Ngo Nicolas, Michel Pierre, Giorgi Roch
Aix Marseille Univ, Inserm, IRD, SESSTIM, Sciences Économiques & Sociales de la Santé & Traitement de l'Information Médicale, ISSPAM, Marseille, France.
Aix Marseille Univ, CNRS, AMSE, Aix-Marseille School of Economics, Marseille, France.
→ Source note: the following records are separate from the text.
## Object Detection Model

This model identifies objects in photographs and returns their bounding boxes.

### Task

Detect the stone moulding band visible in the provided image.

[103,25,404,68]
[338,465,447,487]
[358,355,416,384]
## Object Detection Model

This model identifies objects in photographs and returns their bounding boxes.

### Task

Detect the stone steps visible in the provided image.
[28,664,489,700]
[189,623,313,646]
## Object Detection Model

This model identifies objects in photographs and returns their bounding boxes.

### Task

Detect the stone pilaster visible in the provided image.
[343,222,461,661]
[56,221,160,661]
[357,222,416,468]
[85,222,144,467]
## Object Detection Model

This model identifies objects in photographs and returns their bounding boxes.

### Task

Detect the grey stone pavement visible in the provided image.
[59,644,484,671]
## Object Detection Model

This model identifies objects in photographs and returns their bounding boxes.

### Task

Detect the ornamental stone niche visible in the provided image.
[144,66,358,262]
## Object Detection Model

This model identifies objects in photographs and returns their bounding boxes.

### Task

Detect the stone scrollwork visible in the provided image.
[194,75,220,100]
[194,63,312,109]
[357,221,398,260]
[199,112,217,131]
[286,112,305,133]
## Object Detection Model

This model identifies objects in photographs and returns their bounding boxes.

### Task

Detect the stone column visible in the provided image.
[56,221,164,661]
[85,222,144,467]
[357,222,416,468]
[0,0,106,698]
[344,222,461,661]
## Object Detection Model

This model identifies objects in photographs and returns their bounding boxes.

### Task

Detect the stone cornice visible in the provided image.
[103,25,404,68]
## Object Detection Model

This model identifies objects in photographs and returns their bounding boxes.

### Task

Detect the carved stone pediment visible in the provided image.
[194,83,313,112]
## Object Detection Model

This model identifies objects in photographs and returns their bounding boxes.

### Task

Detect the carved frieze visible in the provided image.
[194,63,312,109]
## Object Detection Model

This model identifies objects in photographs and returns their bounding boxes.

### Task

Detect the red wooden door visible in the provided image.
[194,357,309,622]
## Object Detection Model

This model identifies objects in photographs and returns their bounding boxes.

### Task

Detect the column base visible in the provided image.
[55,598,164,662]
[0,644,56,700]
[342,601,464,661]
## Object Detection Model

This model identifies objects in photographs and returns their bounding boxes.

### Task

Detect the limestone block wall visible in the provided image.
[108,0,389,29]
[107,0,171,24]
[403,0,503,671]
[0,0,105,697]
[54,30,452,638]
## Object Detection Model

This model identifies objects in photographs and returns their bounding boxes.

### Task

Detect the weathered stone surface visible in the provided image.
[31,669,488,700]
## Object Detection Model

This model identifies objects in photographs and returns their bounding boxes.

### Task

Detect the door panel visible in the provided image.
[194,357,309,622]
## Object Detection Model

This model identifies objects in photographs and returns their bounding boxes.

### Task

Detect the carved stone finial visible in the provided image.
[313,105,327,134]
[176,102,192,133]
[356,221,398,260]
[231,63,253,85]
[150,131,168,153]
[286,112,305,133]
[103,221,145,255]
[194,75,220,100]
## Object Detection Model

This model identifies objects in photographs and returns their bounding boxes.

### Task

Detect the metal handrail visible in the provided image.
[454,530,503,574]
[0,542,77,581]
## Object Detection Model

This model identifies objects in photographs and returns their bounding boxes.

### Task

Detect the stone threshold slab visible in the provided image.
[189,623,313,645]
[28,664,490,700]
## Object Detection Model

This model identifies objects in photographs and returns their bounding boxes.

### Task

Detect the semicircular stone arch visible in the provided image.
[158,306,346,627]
BMC Med Res Methodol. 2024 Dec 19;24(1):307. doi: 10.1186/s12874-024-02426-9.
The -metric value is generally used as the importance score of a feature (or a set of features) in a classification context. This study aimed to go further by creating a new methodology for multivariate feature selection for classification, whereby the -metric is associated with a specific search direction (and therefore a specific stopping criterion). As three search directions are used, we effectively created three distinct methods.
We assessed the performance of our new methodology through a simulation study, comparing them against more conventional methods. Classification performance indicators, number of selected features, stability and execution time were used to evaluate the performance of the methods. We also evaluated how well the proposed methodology selected relevant features for the detection of atrial fibrillation, which is a cardiac arrhythmia.
We found that in the simulation study as well as the detection of AF task, our methods were able to select informative features and maintain a good level of predictive performance; however in a case of strong correlation and large datasets, the -metric based methods were less efficient to exclude non-informative features.
Results highlighted a good combination of both the forward search direction and the -metric as an evaluation function. However, using the backward search direction, the feature selection algorithm could fall into a local optima and can be improved.
在分类背景下,-度量值通常用作特征(或一组特征)的重要性得分。本研究旨在通过创建一种用于分类的多变量特征选择新方法进一步深入研究,其中-度量与特定搜索方向(因此也是特定停止标准)相关联。由于使用了三种搜索方向,我们有效地创建了三种不同的方法。
我们通过模拟研究评估了新方法的性能,并将其与更传统的方法进行比较。使用分类性能指标、所选特征数量、稳定性和执行时间来评估这些方法的性能。我们还评估了所提出的方法在检测心房颤动(一种心律失常)方面选择相关特征的效果如何。
我们发现,在模拟研究以及房颤检测任务中,我们的方法能够选择信息丰富的特征并保持良好的预测性能水平;然而,在强相关性和大数据集的情况下,基于-度量的方法在排除非信息性特征方面效率较低。
结果突出了前向搜索方向和作为评估函数的-度量的良好组合。然而,使用后向搜索方向时,特征选择算法可能会陷入局部最优,并且可以改进。